Cumulative gauging score charts based on two pairs of gauges are proposed to control the process mean or the standard deviation by either gauging one or several observations. Both random walk and cusum type cumulative gauging score charts are used. For controlling the process mean and standard deviation at the same time, a cusum type and a two-dimensional random walk type procedure are proposed. A gauging scheme can be applied to multivariate quality control by gauging either x² or T² statistics. A simple multivariate control chart which is based on the multivariate sign score vector is also proposed.
The exact run length distribution of these cumulative gauging score charts can be obtained by formulating the procedures as Markov chain processes. For some procedures, the average run length (ARL) can be obtained in a closed form expression by solving a system of difference equations with appropriate boundary conditions.
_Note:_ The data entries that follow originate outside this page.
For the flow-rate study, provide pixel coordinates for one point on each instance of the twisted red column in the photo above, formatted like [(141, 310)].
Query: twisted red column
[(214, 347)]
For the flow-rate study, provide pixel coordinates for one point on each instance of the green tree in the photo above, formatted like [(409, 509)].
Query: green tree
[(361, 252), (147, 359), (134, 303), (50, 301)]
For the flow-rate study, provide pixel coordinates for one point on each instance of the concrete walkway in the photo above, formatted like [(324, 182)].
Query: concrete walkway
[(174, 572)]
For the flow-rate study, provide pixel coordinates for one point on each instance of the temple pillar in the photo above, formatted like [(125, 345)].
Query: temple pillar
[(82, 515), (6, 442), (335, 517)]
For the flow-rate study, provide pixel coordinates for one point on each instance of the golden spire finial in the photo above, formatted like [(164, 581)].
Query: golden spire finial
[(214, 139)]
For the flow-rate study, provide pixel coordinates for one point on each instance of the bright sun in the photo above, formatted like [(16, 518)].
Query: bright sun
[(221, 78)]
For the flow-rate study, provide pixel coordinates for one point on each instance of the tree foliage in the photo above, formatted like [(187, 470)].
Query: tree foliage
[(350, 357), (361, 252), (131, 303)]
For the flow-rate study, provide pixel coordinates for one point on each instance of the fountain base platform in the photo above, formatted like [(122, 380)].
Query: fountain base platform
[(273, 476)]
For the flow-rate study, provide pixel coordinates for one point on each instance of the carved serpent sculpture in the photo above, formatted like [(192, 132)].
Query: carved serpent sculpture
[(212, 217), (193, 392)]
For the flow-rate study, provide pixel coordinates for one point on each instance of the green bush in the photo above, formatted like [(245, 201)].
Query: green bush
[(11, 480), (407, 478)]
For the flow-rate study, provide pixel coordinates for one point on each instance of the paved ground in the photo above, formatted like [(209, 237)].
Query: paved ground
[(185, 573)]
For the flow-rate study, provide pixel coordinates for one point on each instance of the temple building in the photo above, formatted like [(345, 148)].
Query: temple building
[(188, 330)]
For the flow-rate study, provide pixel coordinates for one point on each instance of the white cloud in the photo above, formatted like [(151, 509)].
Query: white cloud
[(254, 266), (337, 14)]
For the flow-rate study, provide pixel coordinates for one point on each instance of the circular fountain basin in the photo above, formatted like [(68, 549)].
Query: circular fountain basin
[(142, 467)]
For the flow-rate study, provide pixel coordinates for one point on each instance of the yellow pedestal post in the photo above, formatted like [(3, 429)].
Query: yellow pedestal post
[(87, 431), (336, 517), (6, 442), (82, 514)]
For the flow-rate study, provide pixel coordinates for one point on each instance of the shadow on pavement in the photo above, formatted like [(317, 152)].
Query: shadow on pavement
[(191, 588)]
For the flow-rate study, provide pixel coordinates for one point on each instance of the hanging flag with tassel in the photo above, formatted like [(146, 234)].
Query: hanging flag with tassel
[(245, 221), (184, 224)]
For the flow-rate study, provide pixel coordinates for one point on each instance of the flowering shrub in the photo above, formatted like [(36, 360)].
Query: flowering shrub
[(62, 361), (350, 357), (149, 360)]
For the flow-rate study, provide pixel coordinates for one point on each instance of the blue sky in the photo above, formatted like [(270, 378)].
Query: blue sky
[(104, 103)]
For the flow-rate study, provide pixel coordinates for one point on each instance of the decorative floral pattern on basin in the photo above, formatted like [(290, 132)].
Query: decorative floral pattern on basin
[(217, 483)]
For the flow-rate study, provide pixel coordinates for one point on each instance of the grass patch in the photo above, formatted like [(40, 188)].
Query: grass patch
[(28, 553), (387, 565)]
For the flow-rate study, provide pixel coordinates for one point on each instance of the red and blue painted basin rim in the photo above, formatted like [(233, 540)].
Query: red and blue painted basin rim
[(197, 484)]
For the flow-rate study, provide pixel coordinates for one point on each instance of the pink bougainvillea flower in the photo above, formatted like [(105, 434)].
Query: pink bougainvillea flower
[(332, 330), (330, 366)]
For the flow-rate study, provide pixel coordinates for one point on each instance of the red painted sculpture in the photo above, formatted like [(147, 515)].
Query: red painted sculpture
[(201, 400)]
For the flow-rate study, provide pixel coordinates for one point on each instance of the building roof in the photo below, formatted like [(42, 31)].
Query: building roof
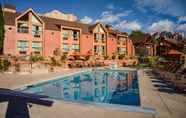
[(55, 24), (9, 6), (9, 17)]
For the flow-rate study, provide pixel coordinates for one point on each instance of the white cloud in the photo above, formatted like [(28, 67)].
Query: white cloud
[(110, 17), (60, 15), (181, 19), (162, 25), (170, 7), (110, 6), (86, 20), (128, 25), (181, 27)]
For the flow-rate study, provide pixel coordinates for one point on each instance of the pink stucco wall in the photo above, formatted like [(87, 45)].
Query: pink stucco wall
[(86, 44), (10, 40), (111, 46), (130, 48), (52, 40)]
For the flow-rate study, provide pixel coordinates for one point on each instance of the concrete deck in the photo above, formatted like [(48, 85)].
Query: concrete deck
[(167, 105)]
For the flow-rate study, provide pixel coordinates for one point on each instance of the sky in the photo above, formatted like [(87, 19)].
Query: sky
[(125, 15)]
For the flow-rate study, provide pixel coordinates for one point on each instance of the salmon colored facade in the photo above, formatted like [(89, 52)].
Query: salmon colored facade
[(29, 33)]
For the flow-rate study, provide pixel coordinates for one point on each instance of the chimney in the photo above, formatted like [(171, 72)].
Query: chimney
[(9, 8)]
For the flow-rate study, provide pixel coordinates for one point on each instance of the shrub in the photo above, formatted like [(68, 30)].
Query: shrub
[(4, 64), (121, 56), (106, 57), (36, 58), (152, 61), (63, 57)]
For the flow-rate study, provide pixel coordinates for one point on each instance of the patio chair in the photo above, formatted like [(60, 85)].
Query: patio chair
[(18, 102)]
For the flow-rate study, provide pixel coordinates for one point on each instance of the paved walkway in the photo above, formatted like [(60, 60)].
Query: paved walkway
[(167, 105)]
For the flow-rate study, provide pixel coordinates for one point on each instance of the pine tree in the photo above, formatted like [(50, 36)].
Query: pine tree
[(1, 29)]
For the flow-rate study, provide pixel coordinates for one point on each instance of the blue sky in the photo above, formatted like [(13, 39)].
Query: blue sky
[(126, 15)]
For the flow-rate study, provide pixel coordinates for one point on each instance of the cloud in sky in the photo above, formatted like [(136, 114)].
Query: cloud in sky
[(86, 20), (110, 6), (162, 25), (128, 25), (170, 7), (181, 27), (182, 19), (111, 17)]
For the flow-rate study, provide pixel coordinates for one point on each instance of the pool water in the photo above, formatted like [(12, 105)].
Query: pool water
[(98, 86)]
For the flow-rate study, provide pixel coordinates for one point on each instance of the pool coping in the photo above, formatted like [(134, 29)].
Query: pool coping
[(129, 108)]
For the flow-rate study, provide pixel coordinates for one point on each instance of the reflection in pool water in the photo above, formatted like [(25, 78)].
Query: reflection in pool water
[(114, 87)]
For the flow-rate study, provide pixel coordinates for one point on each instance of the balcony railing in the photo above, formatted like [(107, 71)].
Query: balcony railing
[(36, 33), (22, 29)]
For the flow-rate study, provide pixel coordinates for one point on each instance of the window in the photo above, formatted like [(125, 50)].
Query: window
[(96, 92), (103, 50), (65, 34), (96, 49), (75, 35), (36, 30), (22, 47), (103, 91), (96, 37), (103, 38), (66, 47), (122, 50), (75, 47), (34, 19), (37, 47), (22, 28)]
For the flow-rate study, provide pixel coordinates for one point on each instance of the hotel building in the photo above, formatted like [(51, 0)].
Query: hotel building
[(31, 33)]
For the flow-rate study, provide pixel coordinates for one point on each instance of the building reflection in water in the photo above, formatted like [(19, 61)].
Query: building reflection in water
[(117, 87)]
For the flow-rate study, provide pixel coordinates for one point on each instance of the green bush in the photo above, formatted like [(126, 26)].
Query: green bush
[(152, 61), (121, 56), (106, 57), (4, 64), (36, 58)]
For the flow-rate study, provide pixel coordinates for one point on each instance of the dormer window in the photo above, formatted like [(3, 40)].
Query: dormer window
[(36, 30), (65, 34), (75, 35), (22, 28)]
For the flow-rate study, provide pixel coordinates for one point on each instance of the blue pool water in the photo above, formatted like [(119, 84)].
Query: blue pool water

Comparisons based on the ARL show that the cumulative gauging score charts can detect small shifts in the quality characteristic more quickly than the Shewhart type X-chart. The efficiency of the cusum type gauging score chart is close to the regular CUSUM chart. The random walk type gauging score chart is more robust than the Shewhart and CUSUM charts to observations which have heavy a tailed distribution or which are serially correlated. For multivariate quality control. A procedure based on gauging the x² statistic has better performance than the x² chart. Also, a new multivariate control chart procedure which is more robust to the misspecification of the correlation than the x² chart is proposed. / Ph. D.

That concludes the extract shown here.